Though I’m not an economist, it’s easy to guess that this is the basic logic behind Hubei’s “Three Assets Reform.” China is vast, and every province and city has its own “state-owned resources.” These are to be turned into assets, then into securities, then into leverage — the magic all lies in that one word, “transformation.”

This is like a family that’s run out of money and starts rummaging through every corner — under beds, in the kitchen, in dark corners — to find anything of value to sell, just to get by for a while. Hubei has mountains, rivers, forests, and minerals — plenty to “transform.” But in the future, even villagers who go to the hills to dig bamboo shoots, gather mushrooms, keep bees, chop wood, or fish in rivers and lakes will likely have to pay fees, because the government will have turned all of it into “assets,” into profit-making tools.

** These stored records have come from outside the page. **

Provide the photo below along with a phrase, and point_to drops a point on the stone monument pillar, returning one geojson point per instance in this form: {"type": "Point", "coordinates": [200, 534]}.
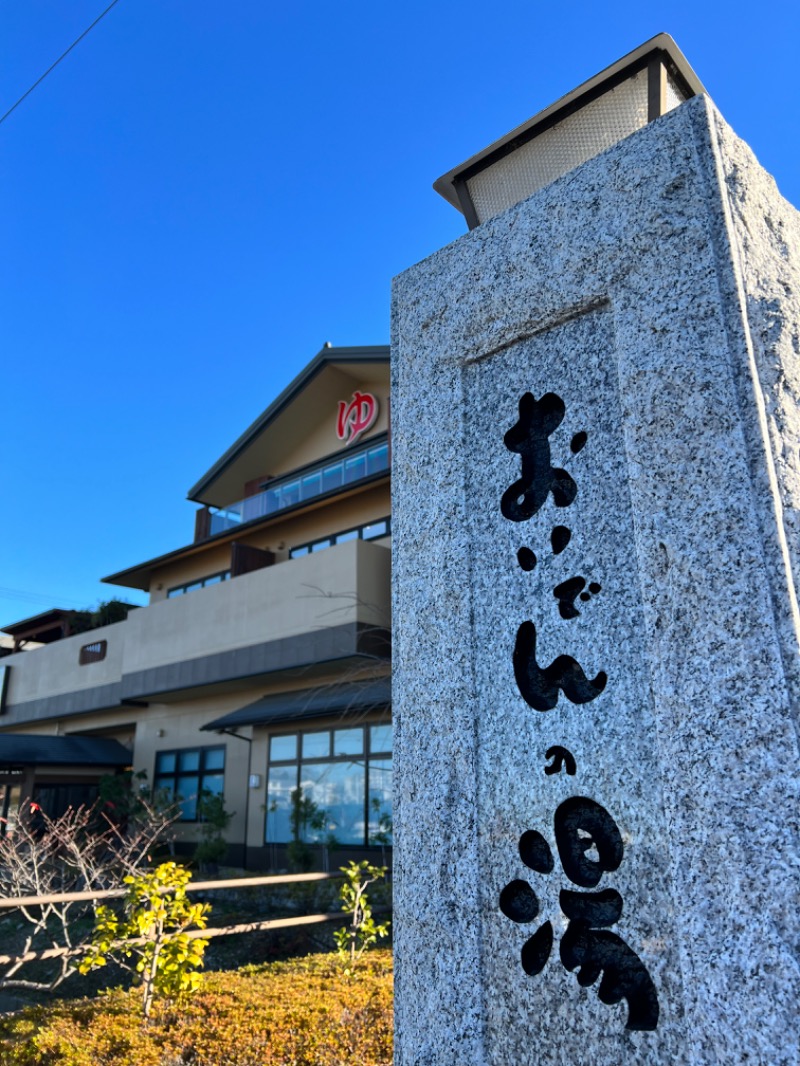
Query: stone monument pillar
{"type": "Point", "coordinates": [596, 478]}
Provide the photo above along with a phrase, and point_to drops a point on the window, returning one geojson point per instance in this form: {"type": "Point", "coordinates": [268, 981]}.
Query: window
{"type": "Point", "coordinates": [93, 652]}
{"type": "Point", "coordinates": [334, 782]}
{"type": "Point", "coordinates": [369, 532]}
{"type": "Point", "coordinates": [185, 774]}
{"type": "Point", "coordinates": [190, 586]}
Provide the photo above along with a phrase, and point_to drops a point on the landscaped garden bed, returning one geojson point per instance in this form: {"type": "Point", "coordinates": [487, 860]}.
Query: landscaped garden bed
{"type": "Point", "coordinates": [304, 1012]}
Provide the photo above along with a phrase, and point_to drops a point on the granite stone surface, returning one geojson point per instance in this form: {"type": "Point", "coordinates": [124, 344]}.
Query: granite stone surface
{"type": "Point", "coordinates": [596, 480]}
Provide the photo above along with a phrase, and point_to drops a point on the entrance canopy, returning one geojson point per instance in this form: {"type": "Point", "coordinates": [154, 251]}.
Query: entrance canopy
{"type": "Point", "coordinates": [21, 749]}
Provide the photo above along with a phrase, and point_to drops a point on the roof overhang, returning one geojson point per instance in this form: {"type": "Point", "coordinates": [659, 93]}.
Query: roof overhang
{"type": "Point", "coordinates": [24, 749]}
{"type": "Point", "coordinates": [274, 429]}
{"type": "Point", "coordinates": [353, 697]}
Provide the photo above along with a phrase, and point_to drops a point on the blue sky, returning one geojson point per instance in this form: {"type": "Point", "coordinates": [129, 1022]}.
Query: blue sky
{"type": "Point", "coordinates": [202, 194]}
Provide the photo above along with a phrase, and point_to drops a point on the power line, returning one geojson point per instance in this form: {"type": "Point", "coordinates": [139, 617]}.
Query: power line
{"type": "Point", "coordinates": [52, 67]}
{"type": "Point", "coordinates": [42, 599]}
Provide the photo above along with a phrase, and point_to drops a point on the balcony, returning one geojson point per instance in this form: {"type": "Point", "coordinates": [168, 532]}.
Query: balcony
{"type": "Point", "coordinates": [322, 608]}
{"type": "Point", "coordinates": [304, 485]}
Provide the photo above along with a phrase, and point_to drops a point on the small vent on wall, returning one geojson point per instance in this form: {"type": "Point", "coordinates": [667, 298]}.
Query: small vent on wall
{"type": "Point", "coordinates": [93, 652]}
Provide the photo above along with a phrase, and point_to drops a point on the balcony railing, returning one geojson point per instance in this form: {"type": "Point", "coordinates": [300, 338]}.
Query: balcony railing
{"type": "Point", "coordinates": [310, 483]}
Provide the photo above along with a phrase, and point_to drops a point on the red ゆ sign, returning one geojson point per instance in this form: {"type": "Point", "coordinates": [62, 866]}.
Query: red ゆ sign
{"type": "Point", "coordinates": [356, 417]}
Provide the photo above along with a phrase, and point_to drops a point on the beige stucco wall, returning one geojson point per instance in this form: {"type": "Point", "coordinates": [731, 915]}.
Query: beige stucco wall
{"type": "Point", "coordinates": [53, 668]}
{"type": "Point", "coordinates": [278, 536]}
{"type": "Point", "coordinates": [347, 583]}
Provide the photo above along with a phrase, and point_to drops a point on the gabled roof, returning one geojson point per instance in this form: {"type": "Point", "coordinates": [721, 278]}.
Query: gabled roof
{"type": "Point", "coordinates": [329, 356]}
{"type": "Point", "coordinates": [45, 627]}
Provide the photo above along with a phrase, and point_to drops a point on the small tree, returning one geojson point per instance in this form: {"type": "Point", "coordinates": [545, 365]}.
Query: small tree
{"type": "Point", "coordinates": [154, 930]}
{"type": "Point", "coordinates": [304, 814]}
{"type": "Point", "coordinates": [353, 940]}
{"type": "Point", "coordinates": [83, 849]}
{"type": "Point", "coordinates": [213, 820]}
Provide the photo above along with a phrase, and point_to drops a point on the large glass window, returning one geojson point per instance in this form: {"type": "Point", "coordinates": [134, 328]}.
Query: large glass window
{"type": "Point", "coordinates": [184, 774]}
{"type": "Point", "coordinates": [190, 586]}
{"type": "Point", "coordinates": [332, 784]}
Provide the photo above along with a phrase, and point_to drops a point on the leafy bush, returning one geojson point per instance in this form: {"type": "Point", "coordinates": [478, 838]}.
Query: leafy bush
{"type": "Point", "coordinates": [154, 929]}
{"type": "Point", "coordinates": [304, 1013]}
{"type": "Point", "coordinates": [363, 932]}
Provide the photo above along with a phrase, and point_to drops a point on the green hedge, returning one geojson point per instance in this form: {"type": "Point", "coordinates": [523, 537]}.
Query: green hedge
{"type": "Point", "coordinates": [303, 1013]}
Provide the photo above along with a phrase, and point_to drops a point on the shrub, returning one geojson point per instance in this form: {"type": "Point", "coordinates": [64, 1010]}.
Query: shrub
{"type": "Point", "coordinates": [155, 929]}
{"type": "Point", "coordinates": [363, 932]}
{"type": "Point", "coordinates": [303, 1013]}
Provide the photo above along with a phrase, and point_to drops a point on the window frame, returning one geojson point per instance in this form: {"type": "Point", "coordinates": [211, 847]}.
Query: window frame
{"type": "Point", "coordinates": [364, 759]}
{"type": "Point", "coordinates": [331, 539]}
{"type": "Point", "coordinates": [196, 583]}
{"type": "Point", "coordinates": [202, 772]}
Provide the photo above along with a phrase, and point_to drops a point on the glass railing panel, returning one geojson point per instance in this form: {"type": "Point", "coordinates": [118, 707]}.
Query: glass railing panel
{"type": "Point", "coordinates": [316, 482]}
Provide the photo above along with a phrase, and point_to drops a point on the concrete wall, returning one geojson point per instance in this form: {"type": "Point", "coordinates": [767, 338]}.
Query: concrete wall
{"type": "Point", "coordinates": [345, 584]}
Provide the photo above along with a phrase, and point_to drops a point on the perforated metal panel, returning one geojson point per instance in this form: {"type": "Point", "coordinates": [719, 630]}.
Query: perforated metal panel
{"type": "Point", "coordinates": [584, 134]}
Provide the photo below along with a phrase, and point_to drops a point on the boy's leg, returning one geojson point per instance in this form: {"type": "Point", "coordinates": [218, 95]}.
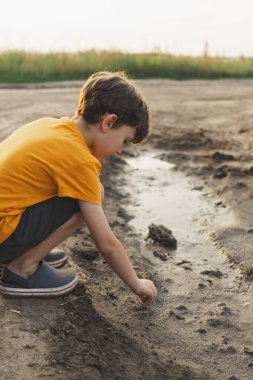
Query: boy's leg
{"type": "Point", "coordinates": [26, 264]}
{"type": "Point", "coordinates": [41, 228]}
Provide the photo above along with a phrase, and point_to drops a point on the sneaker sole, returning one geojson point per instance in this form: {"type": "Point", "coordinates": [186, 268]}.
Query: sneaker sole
{"type": "Point", "coordinates": [50, 292]}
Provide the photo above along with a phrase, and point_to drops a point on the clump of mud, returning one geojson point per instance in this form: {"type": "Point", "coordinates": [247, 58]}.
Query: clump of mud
{"type": "Point", "coordinates": [162, 236]}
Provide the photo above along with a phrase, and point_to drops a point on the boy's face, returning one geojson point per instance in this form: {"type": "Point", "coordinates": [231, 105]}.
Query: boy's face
{"type": "Point", "coordinates": [112, 141]}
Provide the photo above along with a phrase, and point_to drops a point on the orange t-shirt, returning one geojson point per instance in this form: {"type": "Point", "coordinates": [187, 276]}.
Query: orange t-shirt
{"type": "Point", "coordinates": [44, 159]}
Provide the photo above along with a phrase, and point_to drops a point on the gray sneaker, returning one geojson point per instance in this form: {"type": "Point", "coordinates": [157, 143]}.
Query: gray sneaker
{"type": "Point", "coordinates": [56, 258]}
{"type": "Point", "coordinates": [45, 282]}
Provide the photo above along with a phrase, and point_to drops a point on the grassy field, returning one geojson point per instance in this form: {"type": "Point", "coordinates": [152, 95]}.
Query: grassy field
{"type": "Point", "coordinates": [27, 67]}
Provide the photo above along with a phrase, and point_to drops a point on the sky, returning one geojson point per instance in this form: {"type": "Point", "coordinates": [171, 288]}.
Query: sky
{"type": "Point", "coordinates": [180, 27]}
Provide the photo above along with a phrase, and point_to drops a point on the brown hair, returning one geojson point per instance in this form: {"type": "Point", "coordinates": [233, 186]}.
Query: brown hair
{"type": "Point", "coordinates": [114, 93]}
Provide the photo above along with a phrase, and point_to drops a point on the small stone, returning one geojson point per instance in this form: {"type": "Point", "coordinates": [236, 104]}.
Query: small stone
{"type": "Point", "coordinates": [248, 351]}
{"type": "Point", "coordinates": [201, 331]}
{"type": "Point", "coordinates": [162, 235]}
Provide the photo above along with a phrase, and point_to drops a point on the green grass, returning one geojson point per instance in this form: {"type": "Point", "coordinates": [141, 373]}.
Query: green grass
{"type": "Point", "coordinates": [28, 67]}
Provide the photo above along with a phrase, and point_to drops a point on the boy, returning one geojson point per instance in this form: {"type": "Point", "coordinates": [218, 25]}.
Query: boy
{"type": "Point", "coordinates": [49, 186]}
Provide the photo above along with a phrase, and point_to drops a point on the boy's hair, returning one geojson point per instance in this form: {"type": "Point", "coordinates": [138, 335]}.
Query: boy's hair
{"type": "Point", "coordinates": [114, 93]}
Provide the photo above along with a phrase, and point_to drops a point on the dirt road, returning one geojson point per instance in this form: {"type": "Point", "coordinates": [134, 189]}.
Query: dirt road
{"type": "Point", "coordinates": [201, 326]}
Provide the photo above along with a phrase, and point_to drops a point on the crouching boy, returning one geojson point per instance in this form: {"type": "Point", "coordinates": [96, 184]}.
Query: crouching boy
{"type": "Point", "coordinates": [49, 186]}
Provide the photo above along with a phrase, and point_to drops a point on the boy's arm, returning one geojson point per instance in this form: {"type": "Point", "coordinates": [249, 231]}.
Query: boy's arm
{"type": "Point", "coordinates": [114, 253]}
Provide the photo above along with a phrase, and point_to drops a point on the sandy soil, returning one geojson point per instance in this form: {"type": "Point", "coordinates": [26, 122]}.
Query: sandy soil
{"type": "Point", "coordinates": [201, 325]}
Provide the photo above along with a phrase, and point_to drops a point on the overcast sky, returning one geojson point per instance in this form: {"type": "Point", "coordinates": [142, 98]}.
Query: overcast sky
{"type": "Point", "coordinates": [174, 26]}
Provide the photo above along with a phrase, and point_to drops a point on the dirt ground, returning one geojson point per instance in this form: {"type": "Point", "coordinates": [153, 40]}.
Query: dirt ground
{"type": "Point", "coordinates": [201, 325]}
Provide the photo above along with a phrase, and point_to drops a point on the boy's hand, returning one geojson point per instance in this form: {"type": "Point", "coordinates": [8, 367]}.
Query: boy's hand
{"type": "Point", "coordinates": [146, 290]}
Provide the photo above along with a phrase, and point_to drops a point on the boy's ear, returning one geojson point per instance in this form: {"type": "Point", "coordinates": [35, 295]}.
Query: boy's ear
{"type": "Point", "coordinates": [108, 121]}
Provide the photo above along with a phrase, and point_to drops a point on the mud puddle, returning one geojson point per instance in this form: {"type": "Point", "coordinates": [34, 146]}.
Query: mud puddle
{"type": "Point", "coordinates": [164, 196]}
{"type": "Point", "coordinates": [206, 299]}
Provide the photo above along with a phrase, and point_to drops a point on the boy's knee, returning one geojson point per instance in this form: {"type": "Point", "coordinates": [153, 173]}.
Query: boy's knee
{"type": "Point", "coordinates": [74, 222]}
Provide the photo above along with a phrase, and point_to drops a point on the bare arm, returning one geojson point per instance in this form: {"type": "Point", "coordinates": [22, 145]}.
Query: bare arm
{"type": "Point", "coordinates": [114, 253]}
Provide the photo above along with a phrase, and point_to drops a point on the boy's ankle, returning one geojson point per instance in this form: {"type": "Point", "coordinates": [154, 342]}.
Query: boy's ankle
{"type": "Point", "coordinates": [21, 269]}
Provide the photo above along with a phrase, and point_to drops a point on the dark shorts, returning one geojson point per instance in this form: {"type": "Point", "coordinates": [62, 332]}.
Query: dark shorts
{"type": "Point", "coordinates": [37, 222]}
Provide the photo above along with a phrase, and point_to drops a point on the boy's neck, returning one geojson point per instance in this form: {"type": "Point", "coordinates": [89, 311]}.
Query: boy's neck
{"type": "Point", "coordinates": [85, 129]}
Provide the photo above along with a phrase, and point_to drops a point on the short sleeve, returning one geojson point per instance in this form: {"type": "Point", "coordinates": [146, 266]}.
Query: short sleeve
{"type": "Point", "coordinates": [80, 182]}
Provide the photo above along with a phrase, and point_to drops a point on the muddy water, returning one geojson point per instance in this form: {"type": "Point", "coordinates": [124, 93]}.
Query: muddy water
{"type": "Point", "coordinates": [196, 277]}
{"type": "Point", "coordinates": [164, 196]}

The Desperate Struggle for Money

Local governments need money. Where will it come from? Naturally, from the people’s pockets. The officials are targeting the people — competing with them for profit in business, and draining them dry outside of it. This shows how desperate they have become.

Earlier, the central government ordered local governments to “cut ties” with their local financing platforms — effectively allowing local governments to default on debts those platforms had borrowed. The financing platforms are now treated as companies, and if they go bankrupt, the government claims it’s “not responsible.” This was a preemptive “get-out-of-jail card” from Zhongnanhai — a dark scheme hatched by a gang of rogue proletarians.

But who did these local financing platforms borrow from? Of course — state-owned and commercial banks. So when the local platforms default, the losses fall on the state banks. In other words, the central government frees local governments from their debt burdens but transfers the noose onto the necks of the state-owned banks. What kind of absurd trick is this? It’s a “live for today, die tomorrow” tactic — the mark of a spendthrift scoundrel.

How long can such “self-mutilation to patch wounds” last? There’s only so much flesh on the body — eventually, you’ll cut yourself to death. “Care not for tomorrow’s troubles” — but how many tomorrows are left?

During the Hong Kong anti-extradition protests, I predicted that the CCP regime would collapse — in as few as five years, at most ten. Looking at it now, it seems more like three to five years. It may still draft the 15th Five-Year Plan, but whether there will ever be a 16th one is very doubtful.